Across all graphs, there’s a noticeable increase in temperature variation, particularly from around the 1970s onwards, reflecting a trend towards warming in both hemispheres. This warming trend appears more pronounced during the Winter and Spring seasons. The data indicates some volatility in temperature changes year on year, but the overall trajectory suggests a significant rise in global temperatures, consistent with patterns of climate change.

figg, ax = plt.subplots(nrows=1, ncols=1, figsize=(20, 8))
plot = sns.boxplot(data=df_full, y='Temperature', x='Season', hue='Hemisphere', ax=ax)

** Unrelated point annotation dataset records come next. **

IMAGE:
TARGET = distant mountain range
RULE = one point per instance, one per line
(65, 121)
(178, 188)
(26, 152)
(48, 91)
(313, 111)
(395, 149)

# Setting the title and labels for the plot
ax.set_title('Temperature Variations in the Northern and Southern Hemispheres', fontsize=20) # Adjust title font size as needed
ax.set_xlabel('Season', fontsize=16) # Increase font size for x label
ax.set_ylabel('Temperature Variation (°C)', fontsize=16) # Increase font size for y label

# Change the x-tick labels to season names
ax.set_xticklabels(['Winter', 'Spring', 'Summer', 'Fall'])

# Increase font size of the tick labels
ax.tick_params(axis='x', labelsize=16)
ax.tick_params(axis='y', labelsize=16)

# Add a legend to distinguish the seasons and hemispheres, adjust font size as needed
ax.legend(title='Legend', fontsize=15)

# Optimize layout and show the plot
figg.tight_layout()
plt.show()
#figg.savefig('./images/boxplot.jpg',bbox_inches='tight')

/var/folders/wr/323h4t5x63zbc0d1jr1l1nlm0000gn/T/ipykernel_94553/3706441438.py:10: UserWarning: set_ticklabels() should only be used with a fixed number of ticks, i.e. after set_ticks() or using a FixedLocator.
  ax.set_xticklabels(['Winter', 'Spring', 'Summer', 'Fall'])

Discussion:

The boxplot summarizes temperature variations across seasons in the Northern and Southern Hemispheres, revealing subtle yet insightful differences. In the Northern Hemisphere, a greater variability in winter temperatures is apparent, suggested by longer whiskers and more outliers, likely influenced by its extensive landmass. Spring shows a slightly higher median temperature variation in the Northern Hemisphere, indicative of consistently warmer springs than in the Southern Hemisphere. Interestingly, during summer, the two hemispheres display nearly identical temperature variations, suggesting a universal pattern of summer temperature changes. Come fall, the Southern Hemisphere exhibits a slightly wider range of temperature variations, which could point towards a more dynamic climatic response during this season.

Overall, while median temperature variations are generally comparable between the hemispheres, the Northern Hemisphere tends to exhibit greater extremes, particularly in winter and spring, which can be attributed to its larger landmass and consequent continental climate influence.

Conclusion

Our extensive exploratory data analysis of the temperature anomalies dataset indicates a heightened susceptibility to global warming in the Northern Hemisphere, particularly around the North Pole. This trend may be attributed to the higher population density in the Northern Hemisphere. Furthermore, temperature anomalies in the mid-latitudes and equatorial regions exhibit more stable and gradual changes. Consequently, developing predictive models for temperature anomalies will likely pose greater challenges in the Arctic region.